Categories: Articles

The Truth About Display Advertising (And Why Consumers Hate It)

Call it banner advertising or call it display advertising, if you look at the data: consumers are just not that into it.

In the past, I’ve waxed poetic about how display advertising as a marketing engine is failing online consumers while padding the wallets of publishers (more on that here: The Web Has Failed Advertising and here: Banner Advertising Is But One Small Component Of Digital Marketing). There is no one specific reason why it’s such a mess that underperforms. It has to do with everything from the technology and delivery of the creative to the actual creative itself. While publishers will extol the magnificent response rates that full-page take-over ads get or the ones with video in them, the majority of consumers find them distracting and annoying (I often wonder how much of the advertising results culled from these campaigns are real consumers engaging vs. real consumers trying to figure out how to make it go away/stop).

But, there is something more going on here.

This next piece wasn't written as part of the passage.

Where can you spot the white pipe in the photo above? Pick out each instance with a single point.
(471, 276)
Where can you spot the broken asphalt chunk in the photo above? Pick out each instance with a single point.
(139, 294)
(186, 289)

At a recent conference, one of the keynote speakers (I wish I could remember which conference and which speaker, but I can’t!) said that display advertising is struggling because if you have four ads (or more) running on a TV show, the likelihood that someone will sit through all four in consecutive order is very unlikely (and we’re discounting those who skip television commercials in their entirety because they have a PVR), and a Web page is a similar experience. At first strike, this made sense to me: how many messages is one consumer going to sit through? But then I realized that display advertising is in a way worse position because the advertising doesn’t happen in consecutive order… it happens all at once.

Test this out:

Go to the website for your local newspaper. How many display ads, banners, buttons, text links, etc… do you see that are ads? Mine has over 15. That’s not in consecutive order… that’s all at once. It’s hard enough to get consumers to sit through four TV ads in a row, so what did you expect to have happen when you blast them with 15 ads on one page, all at once? Foregoing the aesthetics and the basic Marketing lesson that an ad will experience diminishing returns based on how cluttered the environment that it’s placed in is, does anyone really believe that this is the best way to advertise to consumer’s in the digital spaces?

Think about screens. Think about experiences.

Obviously, not all display advertising fails. There are many creative examples of brands that have broken passed the dismal results that display advertising has delivered over its short lifespan. This Blog post is in no way calling for the death to the banner ad (that would just be more clutter on top of a topic covered all too often). The digital experience now transcends a website on a basic computer screen. Digital is now mobile. Digital is now touch. Online experiences have to work across these different platforms, and the advertising is going to have to own up to this. Cramming a box and call to action into every available digital white space is not going to cut it, and neither is having a handful of messages blinking consumer’s attention away from the reason why they’re on the site in the first place (the content). It’s complex and it’s messy, but it doesn’t have to be this way. Clean it up!

We don’t expect consumers to sit through 15 advertisements running at the same time on their televisions, so how is this acceptable in these new media channels?